Im sorry if this is an absolute ramble im just trying to get as much of my thoughts out on paper.
Im 29, so is my husband. He has had long covid and associated conditions for two years but realistically, ive only been caring for him for the last 8 months as he has deteriorated. It has been the most hellish 8 months of my life and i am so stressed i am worried i’m going to end up with a serious health condition myself.
We met when we were 16 and have been sweethearts ever since. We had our whole lives ahead of us. We’d just moved to our dream location, bought a house and were doing so well in our careers. We have a beautiful dog who we adore. He was the perfect husband; funny, sweet, caring, loving.
Now he is practically bedbound. Some days he goes to the sofa. He has extreme light sensitivity, and so we have had the lights off and the windows boarded since early November. He cannot do anything for himself other than shower once a week, dress himself and eat and drink. Every other task is mine and mine alone.
I am his sole physical support, we moved too far away for anyone to visit. His mum and sister call and are good to him but there isn’t much more genuine support. We have few visitors because he doesn’t want a risk of reinfection. I mask up at work and take various other precautions to ensure i don’t get sick. As such i don’t mingle much with others or get involved in after work activities.

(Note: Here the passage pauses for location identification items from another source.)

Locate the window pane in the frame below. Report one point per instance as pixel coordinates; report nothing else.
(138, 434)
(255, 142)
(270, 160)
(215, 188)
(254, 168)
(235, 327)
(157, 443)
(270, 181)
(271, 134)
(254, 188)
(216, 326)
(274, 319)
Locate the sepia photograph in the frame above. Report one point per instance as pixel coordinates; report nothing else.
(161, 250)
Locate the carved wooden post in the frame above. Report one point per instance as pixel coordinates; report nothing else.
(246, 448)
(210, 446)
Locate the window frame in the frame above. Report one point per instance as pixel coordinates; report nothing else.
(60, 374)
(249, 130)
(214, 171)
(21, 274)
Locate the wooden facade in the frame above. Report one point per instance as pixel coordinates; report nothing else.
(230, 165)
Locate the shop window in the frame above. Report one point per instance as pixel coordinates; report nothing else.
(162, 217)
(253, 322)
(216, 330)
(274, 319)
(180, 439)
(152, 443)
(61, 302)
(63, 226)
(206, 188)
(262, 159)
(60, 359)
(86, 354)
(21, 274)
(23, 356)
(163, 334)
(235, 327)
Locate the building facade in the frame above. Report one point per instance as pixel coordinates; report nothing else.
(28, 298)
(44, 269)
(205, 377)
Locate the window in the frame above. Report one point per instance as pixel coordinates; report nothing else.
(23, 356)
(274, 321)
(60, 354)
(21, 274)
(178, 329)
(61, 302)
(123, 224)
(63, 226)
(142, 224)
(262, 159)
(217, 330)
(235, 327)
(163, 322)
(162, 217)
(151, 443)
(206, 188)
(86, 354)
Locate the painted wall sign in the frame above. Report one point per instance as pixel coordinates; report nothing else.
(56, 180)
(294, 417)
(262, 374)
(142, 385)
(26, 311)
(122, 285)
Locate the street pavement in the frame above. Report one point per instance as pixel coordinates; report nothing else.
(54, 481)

I started a new job in August and have made lots of friends. Its a very fun workplace, eberyone is in the 25-35 age bracket give or take and its just been the best bit of respite from it all. I feel like i really fit in and love the organisation and its mission and would like to develop my career within it. Recently, he has urged me to go do activities or social things to give me some space, and in trying to be king asks me about how they went, but then heavily resents me for going and doing it. I then feel guilty and ashamed, and he thinks i won’t have protected from infection, or that im too normal and dont need him. It feeds a vicious cycle so i have stopped telling him about things i do, but then he gets upset that i am keeping things from him.

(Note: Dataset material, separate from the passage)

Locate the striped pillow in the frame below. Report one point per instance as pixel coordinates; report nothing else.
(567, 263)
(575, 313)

Recently i went to my work christmas nihht out, which i didnt want to go to but he said i had to. I got very drunk, but had a very good time and since then all i can think is how carefree my life was for those few hours and how much i miss my old self. I have started feeling extreme jealousy at the simplest of things, like someone at work made their partner (also a colleague) a sandwich, and all i could think was my husband probably will never do that. People just don’t get how easy their life is or how hard mine is.
He is obviously actively suicidal - i have stopped him twice from doing harm. Every day he talks about suicide but refuses to engage with any mental health team or take medication. He feels burdensome, ashamed and guilt that he has ruined my life too but also says some hurtful things like calling me normal in a derogatory way, criticizes me for a lot of things or making mistakes, resents me for the above things as well as if i complain its too wet outside today to take the dog out for long or complaining im too tired from work etc etc. He can fly into a rage if i appear to not be listening (im usually just so tired and burnt out). When the suicidal talk starts he says its because without him i can have a life, go on to find someone else and have kids, be normal and do normal things.

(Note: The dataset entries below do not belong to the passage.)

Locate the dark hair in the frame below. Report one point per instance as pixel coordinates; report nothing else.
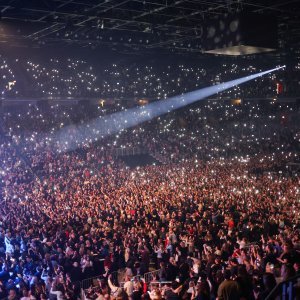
(227, 274)
(269, 281)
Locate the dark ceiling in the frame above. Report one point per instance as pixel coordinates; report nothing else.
(172, 25)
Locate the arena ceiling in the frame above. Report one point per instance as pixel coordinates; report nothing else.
(133, 24)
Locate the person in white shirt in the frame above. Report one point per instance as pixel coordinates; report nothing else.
(54, 291)
(128, 287)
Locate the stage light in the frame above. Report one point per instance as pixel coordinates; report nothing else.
(119, 121)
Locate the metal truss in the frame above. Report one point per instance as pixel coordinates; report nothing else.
(149, 24)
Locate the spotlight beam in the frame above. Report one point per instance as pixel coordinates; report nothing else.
(119, 121)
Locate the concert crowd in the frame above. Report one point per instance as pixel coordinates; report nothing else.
(216, 213)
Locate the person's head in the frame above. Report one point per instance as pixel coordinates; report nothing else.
(269, 281)
(12, 294)
(227, 274)
(287, 271)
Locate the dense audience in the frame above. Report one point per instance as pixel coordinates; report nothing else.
(217, 214)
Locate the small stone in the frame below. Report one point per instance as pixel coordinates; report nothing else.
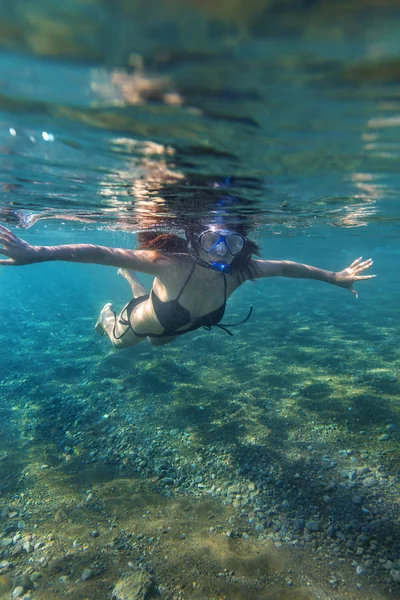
(134, 586)
(370, 482)
(395, 574)
(87, 574)
(312, 526)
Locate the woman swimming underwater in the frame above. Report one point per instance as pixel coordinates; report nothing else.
(193, 277)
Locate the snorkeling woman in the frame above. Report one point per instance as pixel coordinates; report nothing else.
(193, 277)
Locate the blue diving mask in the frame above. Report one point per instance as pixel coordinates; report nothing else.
(211, 240)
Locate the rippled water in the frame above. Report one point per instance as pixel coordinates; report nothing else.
(113, 114)
(119, 115)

He wants to move back to our hometown, but finally for once in my life i fit in somewhere. I have friends that invite me out, i won an award at work. Ive never felt valued anywhere and i finally feel at peace with my life choices, like i belong and its literally the only thing that brings me joy or positive feelings about myself. I have no friends back home and do not want to go but i know its the absolute best thing for him to have support and family.
I am so so so burnt out. Im so tired, numb and incapable of caring physically or emotionally anymore. Since the christmas party all i can think is ‘how can i do 40 more years of this and still not be 70’. I want kids. I spoke to a male colleague (aged 35) at the party who told me about how he is scared he wont settle down in time to start a family, and on monday a different colleague passed suddenly from a heart attack who was only 46 with a young daughter which was such a shock, and both things made me realise it wont happen for me if im stuck here in this. Of course intimacy is also a large factor, i want a husband who i can connect with, physcially and emotionally and i dont really feel like i have either anymore.
I feel so horrible, so cruel, so ashamed if i give up, because i absolutely love him to pieces but i just don’t know if i can do this forever.
Im sorry this was so long, i haven’t really explained it all but i had to get it down.